Question – How does this help address some glaring gaps like the lack of support for CIFS/SMB 3.0 protocol? Moreover, if NAS capabilities are added to the FlashArray next year, as mentioned at Accelerate leveraging Compuverde, does this mean the end of FlashBlade?

Re-branding of ES2

Pure also announced their intent to offer “everything-as-a-service”, a similar promise made by other vendors in the market. In my opinion this announcement adds little differentiation to their portfolio. Pure talked about a unified contract for on-prem and cloud, but little details were available.

Question – Will cloud and on-prem subscriptions cost the same? It is unclear how this will look in practice so we will see.

Cloud Block Store for AWS is GA…Finally!

At last, Pure has launched a Cloud based offering, joining the ranks of storage vendors that already had options to offer replication and DR to the cloud, as well as software defined storage array running on AWS.
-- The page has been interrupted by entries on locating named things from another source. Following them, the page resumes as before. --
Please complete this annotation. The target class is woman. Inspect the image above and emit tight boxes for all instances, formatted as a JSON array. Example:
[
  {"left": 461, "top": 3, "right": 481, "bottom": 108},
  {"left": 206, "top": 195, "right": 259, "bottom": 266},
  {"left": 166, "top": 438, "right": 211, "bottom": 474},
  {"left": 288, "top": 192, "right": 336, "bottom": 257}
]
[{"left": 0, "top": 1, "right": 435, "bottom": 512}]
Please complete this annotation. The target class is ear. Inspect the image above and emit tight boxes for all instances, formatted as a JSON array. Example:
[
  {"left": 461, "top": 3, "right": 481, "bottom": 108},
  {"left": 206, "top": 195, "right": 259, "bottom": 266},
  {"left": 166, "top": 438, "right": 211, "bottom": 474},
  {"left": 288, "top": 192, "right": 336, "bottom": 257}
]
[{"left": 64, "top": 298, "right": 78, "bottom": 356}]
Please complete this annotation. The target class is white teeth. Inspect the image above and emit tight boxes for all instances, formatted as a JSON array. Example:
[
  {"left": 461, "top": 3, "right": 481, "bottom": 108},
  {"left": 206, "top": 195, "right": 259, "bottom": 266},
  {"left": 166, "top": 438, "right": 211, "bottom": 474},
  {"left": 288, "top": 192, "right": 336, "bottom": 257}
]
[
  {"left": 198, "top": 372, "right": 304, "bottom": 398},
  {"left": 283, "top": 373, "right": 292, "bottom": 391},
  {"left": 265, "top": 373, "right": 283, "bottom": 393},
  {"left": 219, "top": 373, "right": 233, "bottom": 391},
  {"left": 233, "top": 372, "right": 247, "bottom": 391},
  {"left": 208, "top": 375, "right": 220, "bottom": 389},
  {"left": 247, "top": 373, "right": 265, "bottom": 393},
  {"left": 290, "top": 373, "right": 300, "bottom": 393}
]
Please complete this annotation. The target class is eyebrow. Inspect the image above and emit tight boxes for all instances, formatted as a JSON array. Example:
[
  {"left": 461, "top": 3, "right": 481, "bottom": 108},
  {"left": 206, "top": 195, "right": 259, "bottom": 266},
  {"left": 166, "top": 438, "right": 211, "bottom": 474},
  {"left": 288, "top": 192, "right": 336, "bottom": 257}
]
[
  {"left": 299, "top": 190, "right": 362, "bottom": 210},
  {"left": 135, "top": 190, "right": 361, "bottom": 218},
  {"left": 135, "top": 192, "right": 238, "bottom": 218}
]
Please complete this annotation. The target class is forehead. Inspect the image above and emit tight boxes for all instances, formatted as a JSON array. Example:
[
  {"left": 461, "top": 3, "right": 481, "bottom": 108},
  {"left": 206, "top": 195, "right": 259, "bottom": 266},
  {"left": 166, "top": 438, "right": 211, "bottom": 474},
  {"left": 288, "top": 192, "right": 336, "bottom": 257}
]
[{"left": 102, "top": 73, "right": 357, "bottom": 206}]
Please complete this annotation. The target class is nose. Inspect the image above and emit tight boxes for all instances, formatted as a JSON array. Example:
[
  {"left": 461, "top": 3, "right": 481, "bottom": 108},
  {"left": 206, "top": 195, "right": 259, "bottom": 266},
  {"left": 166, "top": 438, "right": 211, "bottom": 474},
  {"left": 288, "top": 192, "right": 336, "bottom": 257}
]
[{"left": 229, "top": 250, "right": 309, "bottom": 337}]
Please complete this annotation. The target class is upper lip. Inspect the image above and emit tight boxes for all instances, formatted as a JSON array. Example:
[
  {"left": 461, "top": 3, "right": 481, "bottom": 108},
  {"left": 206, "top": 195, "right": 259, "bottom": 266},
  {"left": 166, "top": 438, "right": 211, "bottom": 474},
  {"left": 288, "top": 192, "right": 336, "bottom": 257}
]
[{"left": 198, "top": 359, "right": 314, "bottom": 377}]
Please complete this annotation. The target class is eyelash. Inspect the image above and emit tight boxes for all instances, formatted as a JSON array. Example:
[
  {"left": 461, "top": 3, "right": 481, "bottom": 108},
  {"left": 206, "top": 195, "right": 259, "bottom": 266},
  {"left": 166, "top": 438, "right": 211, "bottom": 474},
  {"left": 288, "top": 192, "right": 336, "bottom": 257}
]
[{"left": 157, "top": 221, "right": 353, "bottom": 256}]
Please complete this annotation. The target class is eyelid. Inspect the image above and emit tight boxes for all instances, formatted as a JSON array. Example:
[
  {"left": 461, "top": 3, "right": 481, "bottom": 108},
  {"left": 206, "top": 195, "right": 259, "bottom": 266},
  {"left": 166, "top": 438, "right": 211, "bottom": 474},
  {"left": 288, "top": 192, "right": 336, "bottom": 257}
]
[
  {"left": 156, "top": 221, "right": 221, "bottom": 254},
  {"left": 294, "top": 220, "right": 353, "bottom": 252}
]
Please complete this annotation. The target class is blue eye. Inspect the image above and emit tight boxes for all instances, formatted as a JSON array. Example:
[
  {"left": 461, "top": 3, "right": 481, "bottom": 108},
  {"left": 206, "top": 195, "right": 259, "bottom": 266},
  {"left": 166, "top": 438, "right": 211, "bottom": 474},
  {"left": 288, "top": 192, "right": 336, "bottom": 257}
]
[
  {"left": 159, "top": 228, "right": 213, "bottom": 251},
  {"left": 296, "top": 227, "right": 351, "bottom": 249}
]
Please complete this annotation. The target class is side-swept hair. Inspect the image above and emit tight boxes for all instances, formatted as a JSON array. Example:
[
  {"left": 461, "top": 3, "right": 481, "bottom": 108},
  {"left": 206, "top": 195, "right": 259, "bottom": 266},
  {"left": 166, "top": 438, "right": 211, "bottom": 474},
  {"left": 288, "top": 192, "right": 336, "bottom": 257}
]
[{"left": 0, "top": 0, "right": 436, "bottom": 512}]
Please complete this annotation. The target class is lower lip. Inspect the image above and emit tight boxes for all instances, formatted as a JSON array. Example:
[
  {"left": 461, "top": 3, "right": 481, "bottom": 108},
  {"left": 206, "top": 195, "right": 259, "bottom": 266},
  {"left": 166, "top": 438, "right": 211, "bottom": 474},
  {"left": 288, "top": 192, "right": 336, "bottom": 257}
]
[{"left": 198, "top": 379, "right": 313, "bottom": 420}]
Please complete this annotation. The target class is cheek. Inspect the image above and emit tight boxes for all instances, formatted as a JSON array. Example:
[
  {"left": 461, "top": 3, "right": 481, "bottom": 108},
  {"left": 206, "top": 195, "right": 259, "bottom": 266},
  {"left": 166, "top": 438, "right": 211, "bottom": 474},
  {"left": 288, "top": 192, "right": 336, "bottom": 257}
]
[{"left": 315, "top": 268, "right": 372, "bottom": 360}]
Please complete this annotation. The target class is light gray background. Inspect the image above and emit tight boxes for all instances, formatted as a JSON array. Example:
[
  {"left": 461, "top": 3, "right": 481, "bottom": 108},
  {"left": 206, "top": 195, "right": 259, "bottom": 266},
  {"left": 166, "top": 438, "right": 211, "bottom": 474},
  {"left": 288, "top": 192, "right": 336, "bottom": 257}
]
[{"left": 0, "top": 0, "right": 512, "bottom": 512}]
Question – How will Cloud Block Store make it easy for customer to migrate workloads to and from the cloud? How expensive will it be for a customer to subscribe to Cloud Block Store? Will they get two bills – from Pure and from AWS? Moving applications to the public cloud can be really expensive depending on the service, I encourage customers to look at pricing and TCO models very carefully.

What about FlashStack and AIRI….and still no HCI?

Not much to say with regards to FlashStack and AIRI and no announcements around HCI, which is quite interesting. How can a Storage company call themselves innovators when they don’t participate a segment that is growing at double digits and enables customers to have “cloud-like” experiences on premises? Your guess is as good as mine.